# die neue "Gartenteich" ist da ! 4/2008



## karsten. (10. Sep. 2008)

Hallo Hallo
Die neue "Gartenteich" ist da ! 4/2008
die nächste kommt am 17.Dez 
heißt aber dann schon 1/2009

die 4/2008 mit den Themen :

- stimmungsvolle Teichbeleuchtung  
- neue Produkte (mit Kontaktadressen)
- ein Beitrag über Teichsanierung (mit Höhen und Tiefen)  
- Baubericht eines Badeteiches
- Varigatas (panaschierte Pflanzen )
- guter und ausführlicher Bericht über große Meranthe (Thlaia d.)
- super Herbst Fotos vom als Autor bekannten Claus Peter Gering
- schöner Bericht über __ Grünfrösche 
darin die Erkenntnis dass sich alle Arten paaren .......
um uns die Bestimmung zu erschweren  
- ein Reisebericht über Mainau


im Rätsel gibt es 10 Teich-pflege-sets   
von Söll im Werte je 170 € :shock 
zu gewinnen 
von Dünger bis Chemiekeule gegen Algen  

also 


braucht diesmal Keiner mitzumachen  

falls doch ,
das Lösungswort lautet _Paradies_

an rätsel(at)gartenteich.com mit seiner Adresse senden....

____________________

da ich ohne Teich umgezogen bin ......

und eh alles weiß   
 
habe ich mein Abo gekündigt und werde mich in Zukunft wieder mehr meinen Bäumen zuwenden  


mfG


----------



## Frettchenfreund (11. Sep. 2008)

*AW: die neue "Gartenteich" ist da ! 4/2008*

Hallo zusammen!


@ All



			
				karsten. schrieb:
			
		

> - ein Reisebericht über Mainau



Den könnt Ihr von mir auch haben aber erst am 25.09.2008, wenn ich aus dem Schwarzwald wieder da bin.  



@ Karsten



			
				karsten. schrieb:
			
		

> _Paradies_



 Du hast es ja schon wieder verraten.  

.


----------



## karsten. (11. Sep. 2008)

*AW: die neue "Gartenteich" ist da ! 4/2008*

upps  

da ist mir doch mein Hinweis auf den Bericht von Bernd Teichfischer  
zur Winterheizung / Wärmedämmung von Koiteichen im Nirwana verschwunden  

also 

gut erklärt , Vergleiche von allen möglichen Heizmedien und Statement für Wärmepumpen  

und zwischen den Zeilen der eindeutige Hinweis *gegen* Koihaltung 

_geradeso_  


mfG


----------



## Christine (11. Sep. 2008)

*AW: die neue "Gartenteich" ist da ! 4/2008*



			
				karsten. schrieb:
			
		

> ...
> und eh alles weiß...



Das nenn ich wahre Bescheidenheit


----------



## Conny (11. Sep. 2008)

*AW: die neue "Gartenteich" ist da ! 4/2008*

Hallo karsten.,

wie Else schon sagte: das ist wahre Bescheidenheit! 
Und auch noch wahr  
Dann werden wir Dich in Zukunft auf dem Laufenden halten  bis zum nächsten Teich


----------



## andreas w. (13. Sep. 2008)

*AW: die neue "Gartenteich" ist da ! 4/2008*

mahlzeit, mal ne frage am rande. die "gartenteich", wie kommt man an die ran? und kann man die irgendwie mal probelesen?

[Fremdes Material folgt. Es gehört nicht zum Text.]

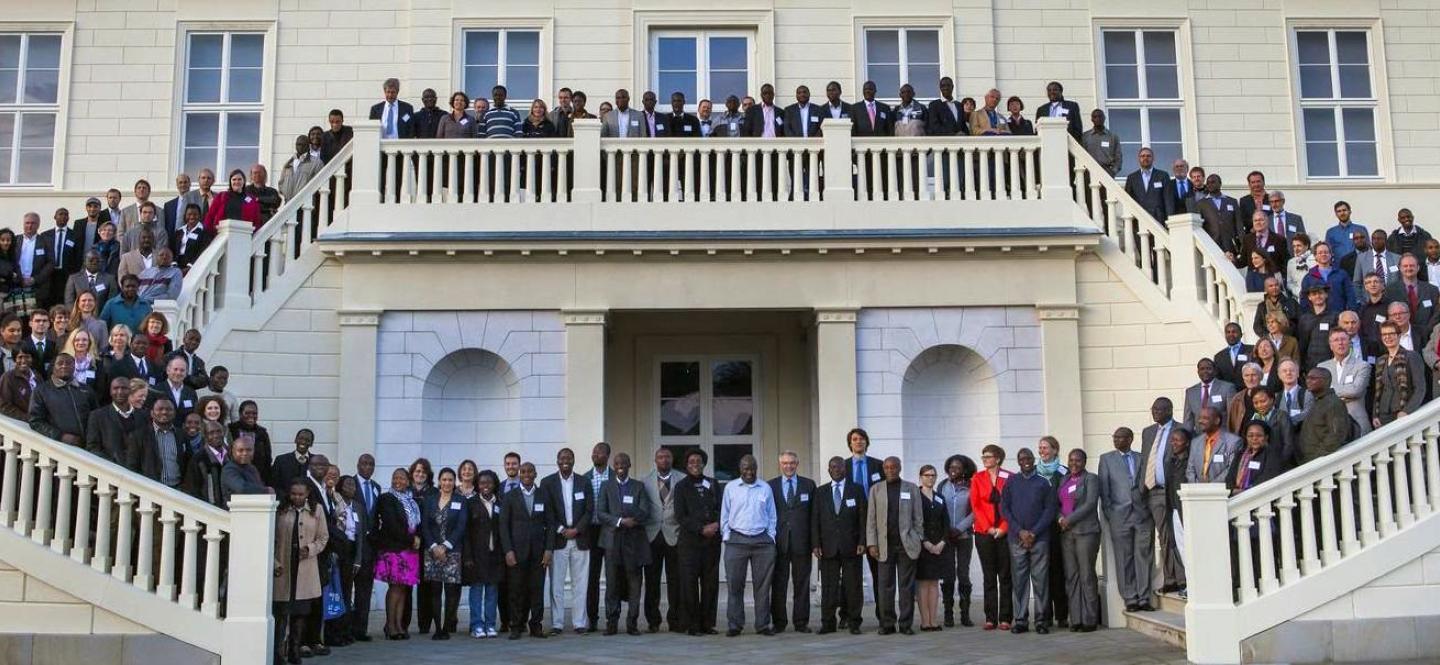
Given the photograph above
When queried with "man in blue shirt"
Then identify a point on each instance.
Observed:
(1030, 504)
(748, 528)
(1339, 235)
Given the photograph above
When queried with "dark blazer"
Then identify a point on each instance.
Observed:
(630, 543)
(526, 533)
(838, 536)
(939, 121)
(582, 505)
(792, 120)
(1072, 115)
(1154, 199)
(753, 124)
(403, 124)
(884, 120)
(792, 520)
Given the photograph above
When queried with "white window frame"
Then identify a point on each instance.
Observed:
(478, 23)
(223, 108)
(1375, 102)
(25, 30)
(707, 439)
(702, 38)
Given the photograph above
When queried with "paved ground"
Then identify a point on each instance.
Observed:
(969, 645)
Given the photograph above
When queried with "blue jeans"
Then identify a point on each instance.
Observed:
(483, 599)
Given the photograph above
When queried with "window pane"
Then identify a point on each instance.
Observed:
(1315, 82)
(1354, 81)
(481, 48)
(206, 51)
(729, 53)
(1122, 82)
(246, 51)
(923, 46)
(1314, 48)
(1119, 48)
(1159, 48)
(1351, 48)
(882, 46)
(523, 48)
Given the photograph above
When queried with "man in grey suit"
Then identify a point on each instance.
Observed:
(1132, 541)
(894, 526)
(661, 531)
(1208, 392)
(1154, 481)
(1211, 451)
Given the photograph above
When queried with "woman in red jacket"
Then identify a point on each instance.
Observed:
(234, 203)
(990, 537)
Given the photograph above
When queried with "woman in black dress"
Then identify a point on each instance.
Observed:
(930, 569)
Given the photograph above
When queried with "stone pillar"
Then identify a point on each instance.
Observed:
(583, 377)
(835, 389)
(357, 385)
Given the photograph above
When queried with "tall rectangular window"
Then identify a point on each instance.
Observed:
(1338, 104)
(29, 104)
(510, 58)
(894, 56)
(222, 102)
(1142, 97)
(702, 65)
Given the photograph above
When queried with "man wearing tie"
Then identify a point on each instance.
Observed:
(1132, 530)
(1155, 458)
(792, 543)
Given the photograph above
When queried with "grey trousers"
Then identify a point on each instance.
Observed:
(1134, 550)
(748, 554)
(1080, 552)
(1031, 566)
(1172, 567)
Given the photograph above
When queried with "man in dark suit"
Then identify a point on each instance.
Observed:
(1234, 356)
(396, 117)
(1059, 107)
(802, 118)
(1149, 187)
(794, 495)
(697, 511)
(942, 118)
(1152, 474)
(527, 537)
(572, 501)
(624, 508)
(871, 118)
(837, 531)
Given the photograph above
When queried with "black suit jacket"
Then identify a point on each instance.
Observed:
(753, 124)
(1072, 115)
(1154, 199)
(526, 533)
(582, 505)
(884, 120)
(838, 534)
(939, 121)
(405, 124)
(792, 520)
(792, 120)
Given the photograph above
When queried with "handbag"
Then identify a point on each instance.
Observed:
(334, 600)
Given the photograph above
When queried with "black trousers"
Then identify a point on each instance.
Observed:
(995, 572)
(663, 560)
(840, 589)
(792, 569)
(699, 583)
(526, 593)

kann mir bitte wer mal einen link schicken, wo ich mich wegen der zeitung erkundigen kann? danke vorab, gruss.


----------



## Henkkaas (13. Sep. 2008)

*AW: die neue "Gartenteich" ist da ! 4/2008*

hallo Andreas,


guckst du hier

http://www.gartenteich.com/index_gartenteich.asp  

Viel Spass

Marek


----------